With loved ones thousands of miles away, Uwharrie and I embarked on a marathon run across the Roan Highlands for Thanksgiving. We drove for an hour up to Yellow Mountain Gap on Wednesday afternoon to camp at the Overmountain Victory Shelter along the AT. Many hunters were out and about on this second day of deer season.
An earlier sunset meant we had little time to gather firewood to cook dinner. We hopped out of the Falcon, packed up and hiked to camp. Soon the silence, disrupted only by a crackling fire and bottle cap’s hiss of Highlands Cold Mountain Winter Ale, enveloped the evening. I relaxed in my down parka and gazed out across the valley and up into the heavens. Clouds crept in from behind Yellow Mountain.
Tossing and turning, I awoke in the predawn darkness to the sound of a cold rain. I considered our options and soon fell back into a fitful sleep. Near dawn, we packed and hiked a mile down to the car to eat a quick breakfast of bread with pumpkin butter and switch into running gear. The weather was typical mountain weather: unpredictable.
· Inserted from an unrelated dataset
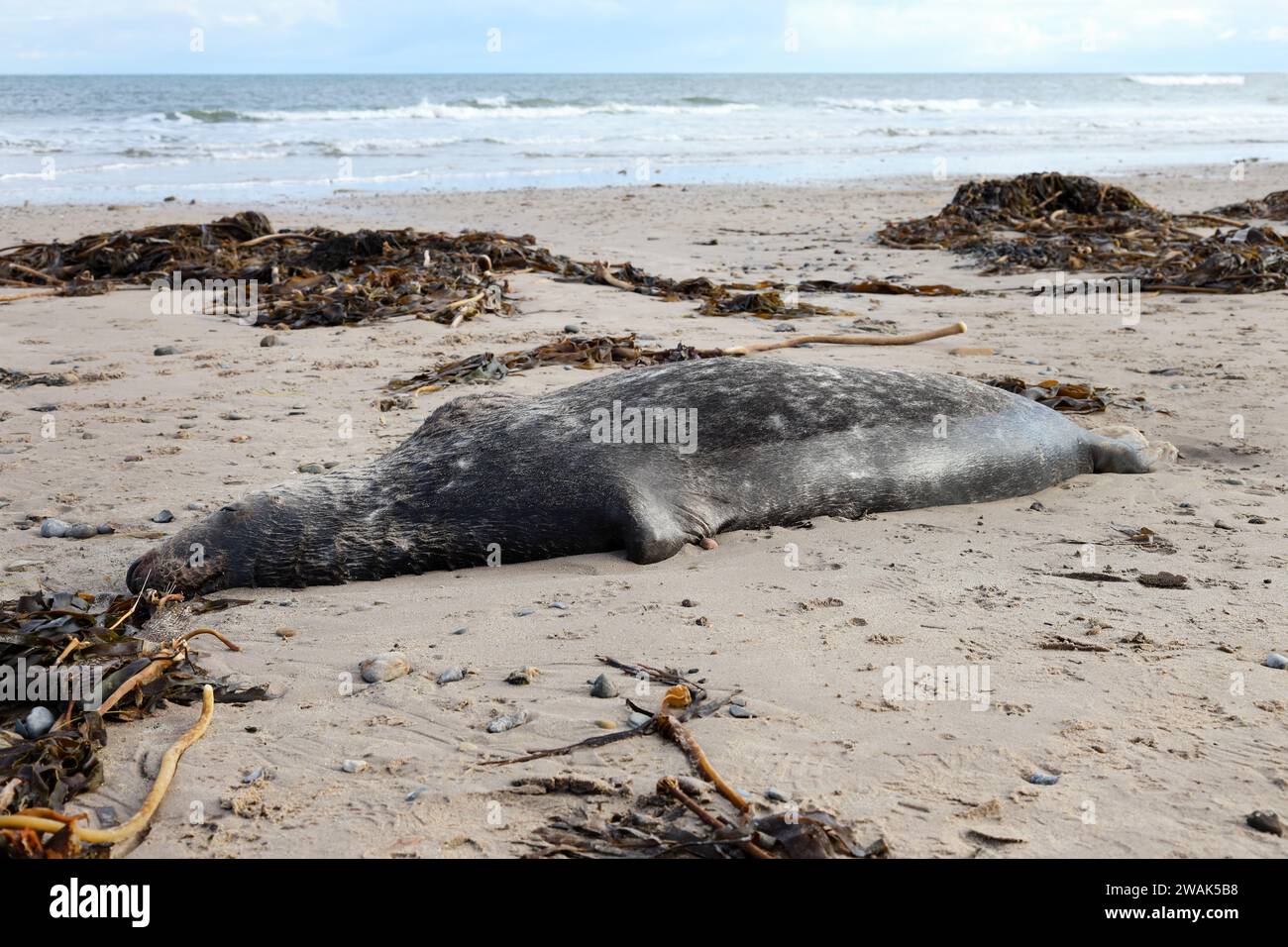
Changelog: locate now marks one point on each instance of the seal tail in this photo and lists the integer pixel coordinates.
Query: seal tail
(1120, 449)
As we ran to Carvers Gap, we entered into a world of rime ice where a thick morning frost would linger all day. We encountered a few more hunters who appeared frozen to the tundra in thick camouflage ponchos and blaze orange caps. The skies soon parted and early morning sunbeams exploded onto thousands of herbaceous ice chandeliers, a glorious sight. We had made it to Carvers Gap, 5.5 miles in just over an hour, destined for a good day.
Our out-and-back route would explore the way The Dogs and Cats had accessed Roan High Bluff from 226. My plan was to somehow find our way down to Broad Branch Rd. then retrace our steps to summit three 6ers on the return trip. Thanks to Mark and Anne, I had a fairly good idea of how to go despite my crummy map.
We followed the Cloudland Trail out to the High Bluff in what was indeed a land of clouds. Here atop the Bluff, I pondered the feasibility of bushwhacking south down the steep ridge. Surveying the thick spruce and ice-encrusted cliffs, I promptly thought better of it. We backtracked on the Cloudland Trail for less than a quarter mile and then bushwhacked east hoping for a fire road. We soon joined the road, leaving it at a switchback to make our way into the Broad Branch basin.
In three hours we had hit pavement on Broad Branch Road. A fellow from the development that we had trespassed through cautioned me about hunters. I wished I had something orange to wear. I found some pink flagging and tied it around my head. Now definitely a target, I clicked my stopwatch and we started back up 3000’ or so to the Bluff. In an hour and a half, we were there.
The visibility had improved dramatically, we enjoyed the panorama and marveled at what we had just gone down and come back up. The wind made loitering here unpleasant, so we hurried on to Roan High Knob. A few folks were out and about enjoying a beautiful holiday in the highlands. Here we filled up with spring water before traversing over to Grassy Ridge Bald. I clicked my stopwatch for a 2:55 split from Broad Branch Rd.
We lingered for a bit longer to enjoy the wonderful views from our last summit of the day. I savored some honey stinger chews and then we took off down the trail to return to the car in just over 7 hours. I’m thankful we made it back safely and didn’t get shot. I’m thankful for a healthy body and the privilege to live in the Southern Appalachians. I’m thankful for all my friends and family and their continual love and support.